Two zombies whose upper bodies pop off mid-fight and fly at your head. Each takes six hits. You have three reasonable options: attack them on the leap before they detach, jump over the flying torso and counter on the way down, or duck under as it sails high. In 3-3 there's a fourth answer that's better than all of these. Push the first zombie backward with repeated kicks until it gets stuck on a step near the waterfall. Once it's pinned, you control the fight. Do the same with the second.

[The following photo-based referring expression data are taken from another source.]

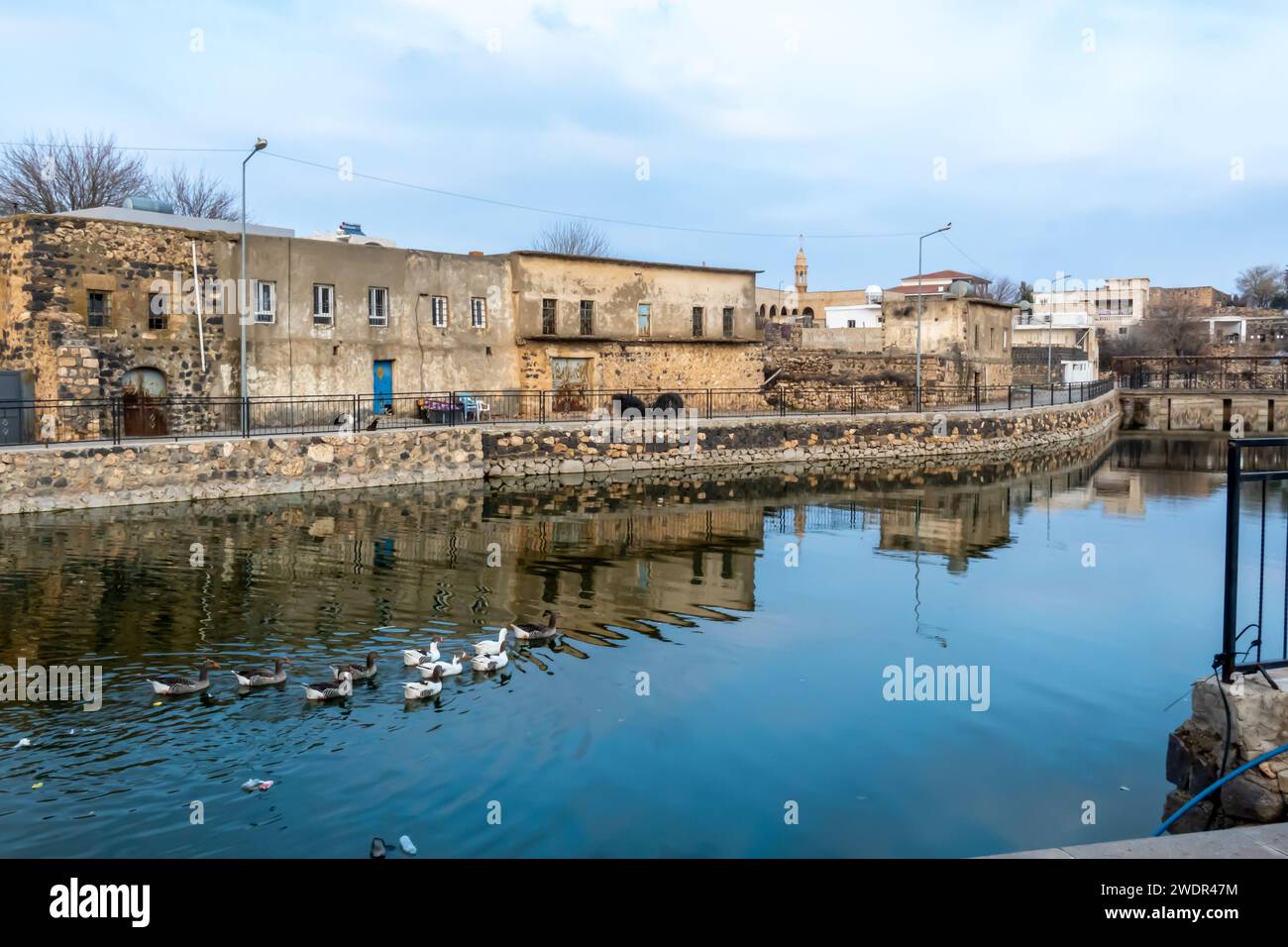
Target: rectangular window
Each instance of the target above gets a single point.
(266, 300)
(98, 309)
(159, 311)
(377, 305)
(323, 304)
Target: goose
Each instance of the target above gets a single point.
(415, 656)
(446, 668)
(490, 647)
(360, 672)
(174, 685)
(531, 630)
(325, 690)
(489, 663)
(416, 689)
(261, 677)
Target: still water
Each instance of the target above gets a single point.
(721, 667)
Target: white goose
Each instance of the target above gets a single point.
(327, 689)
(419, 689)
(489, 663)
(492, 647)
(445, 668)
(415, 656)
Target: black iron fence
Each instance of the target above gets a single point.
(125, 419)
(1224, 372)
(1256, 646)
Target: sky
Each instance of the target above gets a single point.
(1098, 140)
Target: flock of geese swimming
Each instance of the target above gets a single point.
(488, 656)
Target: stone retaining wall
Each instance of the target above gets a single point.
(78, 476)
(575, 449)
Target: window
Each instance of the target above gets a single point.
(97, 312)
(159, 311)
(266, 300)
(377, 305)
(323, 304)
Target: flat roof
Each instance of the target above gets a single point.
(184, 223)
(625, 262)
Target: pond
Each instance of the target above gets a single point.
(720, 686)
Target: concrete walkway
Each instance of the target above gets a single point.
(1256, 841)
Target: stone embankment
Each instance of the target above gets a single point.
(146, 472)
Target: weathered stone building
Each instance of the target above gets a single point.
(99, 303)
(588, 324)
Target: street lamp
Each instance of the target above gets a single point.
(243, 309)
(918, 304)
(1059, 275)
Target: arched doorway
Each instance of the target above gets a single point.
(143, 395)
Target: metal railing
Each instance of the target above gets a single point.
(115, 420)
(1240, 468)
(1228, 372)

Mr. Big's spaceship (Round 6)

The final round is a dogfight, not a beat-'em-up. Steer your ship in any direction and fire with L, K, or Space. Hold any of them for rapid fire. Watch the radar in the bottom-right: the blue dot is Mr. Big, the rectangle is your view. Line the dot up inside the rectangle and shoot. After three clean hits he stops sending kamikaze drones and starts firing his own orbs while trying to ram you. Five more hits finishes him. The trick is reading the radar instead of the screen, and chasing the dot rather than the visible ship.

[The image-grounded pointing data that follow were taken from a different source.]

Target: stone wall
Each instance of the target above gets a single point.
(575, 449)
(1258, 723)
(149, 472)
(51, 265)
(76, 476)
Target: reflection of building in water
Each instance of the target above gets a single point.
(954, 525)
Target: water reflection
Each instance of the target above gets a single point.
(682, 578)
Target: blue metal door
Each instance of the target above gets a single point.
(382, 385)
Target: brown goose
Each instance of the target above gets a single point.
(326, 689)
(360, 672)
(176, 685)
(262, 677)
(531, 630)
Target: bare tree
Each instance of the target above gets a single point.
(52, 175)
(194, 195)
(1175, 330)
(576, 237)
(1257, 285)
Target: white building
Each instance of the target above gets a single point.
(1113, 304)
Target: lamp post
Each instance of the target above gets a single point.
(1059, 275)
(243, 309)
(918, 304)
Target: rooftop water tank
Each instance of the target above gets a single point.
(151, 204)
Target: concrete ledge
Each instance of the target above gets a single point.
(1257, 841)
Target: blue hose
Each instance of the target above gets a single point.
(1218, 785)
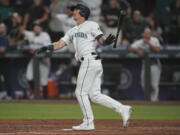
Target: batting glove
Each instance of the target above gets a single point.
(109, 40)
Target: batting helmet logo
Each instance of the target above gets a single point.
(84, 10)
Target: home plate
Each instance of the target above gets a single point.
(68, 129)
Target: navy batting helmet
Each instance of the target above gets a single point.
(84, 10)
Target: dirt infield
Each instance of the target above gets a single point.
(161, 103)
(103, 127)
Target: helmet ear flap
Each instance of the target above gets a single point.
(84, 11)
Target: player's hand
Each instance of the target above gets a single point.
(147, 41)
(123, 5)
(109, 40)
(42, 49)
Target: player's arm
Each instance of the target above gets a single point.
(105, 41)
(53, 47)
(136, 49)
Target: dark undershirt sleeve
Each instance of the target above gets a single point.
(99, 36)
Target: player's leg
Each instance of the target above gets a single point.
(155, 78)
(104, 100)
(83, 85)
(29, 77)
(44, 72)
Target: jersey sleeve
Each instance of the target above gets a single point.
(47, 39)
(156, 42)
(96, 31)
(67, 37)
(61, 17)
(28, 35)
(137, 44)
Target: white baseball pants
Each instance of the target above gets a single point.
(89, 86)
(155, 73)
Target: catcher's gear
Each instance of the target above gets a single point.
(44, 49)
(84, 10)
(109, 40)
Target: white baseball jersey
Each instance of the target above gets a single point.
(155, 68)
(83, 38)
(37, 42)
(67, 22)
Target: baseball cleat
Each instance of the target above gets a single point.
(84, 126)
(126, 115)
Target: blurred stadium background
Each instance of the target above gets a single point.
(122, 68)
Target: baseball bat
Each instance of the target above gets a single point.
(120, 22)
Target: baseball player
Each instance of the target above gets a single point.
(149, 43)
(37, 38)
(83, 37)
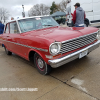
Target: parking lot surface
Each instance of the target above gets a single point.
(77, 80)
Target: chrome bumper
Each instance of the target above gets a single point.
(63, 60)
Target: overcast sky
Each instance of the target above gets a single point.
(15, 6)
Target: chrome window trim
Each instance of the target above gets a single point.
(45, 50)
(79, 37)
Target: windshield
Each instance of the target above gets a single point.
(36, 23)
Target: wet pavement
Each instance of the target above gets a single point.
(77, 80)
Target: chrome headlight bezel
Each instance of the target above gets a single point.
(58, 44)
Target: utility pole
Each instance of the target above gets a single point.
(23, 13)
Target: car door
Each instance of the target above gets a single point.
(15, 42)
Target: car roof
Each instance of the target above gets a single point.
(26, 18)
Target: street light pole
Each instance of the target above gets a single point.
(23, 13)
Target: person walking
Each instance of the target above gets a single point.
(1, 27)
(78, 16)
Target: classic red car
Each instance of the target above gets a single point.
(48, 45)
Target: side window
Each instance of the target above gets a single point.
(7, 28)
(13, 28)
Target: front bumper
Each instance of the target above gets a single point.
(63, 60)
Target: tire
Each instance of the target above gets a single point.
(42, 67)
(7, 51)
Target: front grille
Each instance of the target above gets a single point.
(77, 43)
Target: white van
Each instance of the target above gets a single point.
(91, 8)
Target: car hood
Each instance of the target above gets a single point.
(64, 33)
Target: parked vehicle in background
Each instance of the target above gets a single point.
(41, 40)
(91, 8)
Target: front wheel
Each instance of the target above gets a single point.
(41, 65)
(7, 51)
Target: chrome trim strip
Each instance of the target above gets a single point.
(79, 37)
(45, 50)
(18, 26)
(61, 61)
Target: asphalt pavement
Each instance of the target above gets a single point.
(77, 80)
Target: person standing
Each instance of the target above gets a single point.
(1, 27)
(78, 16)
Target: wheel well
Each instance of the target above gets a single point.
(31, 54)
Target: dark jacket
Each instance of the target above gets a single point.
(79, 16)
(1, 28)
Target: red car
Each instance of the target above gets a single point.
(48, 45)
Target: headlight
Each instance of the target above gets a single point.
(55, 48)
(98, 35)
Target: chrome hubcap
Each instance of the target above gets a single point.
(40, 63)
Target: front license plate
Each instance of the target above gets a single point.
(82, 54)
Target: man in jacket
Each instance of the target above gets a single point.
(78, 16)
(1, 27)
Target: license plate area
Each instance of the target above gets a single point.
(82, 54)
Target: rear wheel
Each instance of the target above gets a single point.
(41, 65)
(7, 51)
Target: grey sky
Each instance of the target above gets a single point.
(15, 6)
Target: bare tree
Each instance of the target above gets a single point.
(4, 14)
(62, 5)
(39, 9)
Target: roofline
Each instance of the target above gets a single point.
(27, 18)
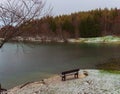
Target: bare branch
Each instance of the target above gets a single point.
(13, 13)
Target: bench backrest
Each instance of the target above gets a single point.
(70, 71)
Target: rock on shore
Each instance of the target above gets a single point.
(95, 83)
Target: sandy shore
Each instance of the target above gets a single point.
(95, 83)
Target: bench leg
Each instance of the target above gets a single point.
(76, 75)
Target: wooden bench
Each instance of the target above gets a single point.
(74, 72)
(2, 90)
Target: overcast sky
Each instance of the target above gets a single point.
(71, 6)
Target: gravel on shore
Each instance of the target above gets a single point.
(95, 83)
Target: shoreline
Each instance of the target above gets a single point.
(105, 39)
(96, 82)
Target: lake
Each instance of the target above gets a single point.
(24, 63)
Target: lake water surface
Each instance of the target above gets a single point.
(25, 63)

Things each round expects you to know

Doors, windows, trunks, bushes — most of the kidnapped kids are hidden in scenery. Press Up while standing in front of anything that looks like it could open. Some scenery hides enemies instead, which is the game's way of punishing players who never learned to check. Each round adds one or two mechanics on top of that and never explains them.

Round 2 — Street

Stand on top of a fire hydrant and press +K. Michael blasts a jet of water that hits enemies on the same level. In 2-3 there's a manhole cover on the ground: step on it and tap L once. The cover pops off and you can drop into an underground room with two more children. Easy to miss because nothing on screen suggests it's interactive.

Round 3 — Woods

Hold Up while standing in front of a low tree branch and Michael grabs it. From there you can jump to platforms you can't reach from the ground. Several children are gated behind these branch-jumps and you'll walk straight past them if you don't try Up on every branch you see. Parrots and zombies share the stage, so the branch you need usually has something flapping at your head while you reach it.

Round 4 — Cavern

Caves replace doors. Some entrances are blocked by wall spiders; push Up into the spider and it crumbles. Others have movable stone blocks: hit them with a normal kick and they slide, crushing anything in the path. In 4-3 you'll see signs reading "No" pasted on walls. Jump into one and the wall behind it falls open.

Round 5 — Enemy Hideout

The teleporter pods activate when you stand on them and press Up. Sentry guns mounted on walls do massive damage and many of them respawn, so don't try to clean them out. Run past once you've learned the pattern. Computers can be smashed with a jumping kick. Some of them disable nearby traps when broken, so when in doubt, jump on every screen and hit anything that looks electronic.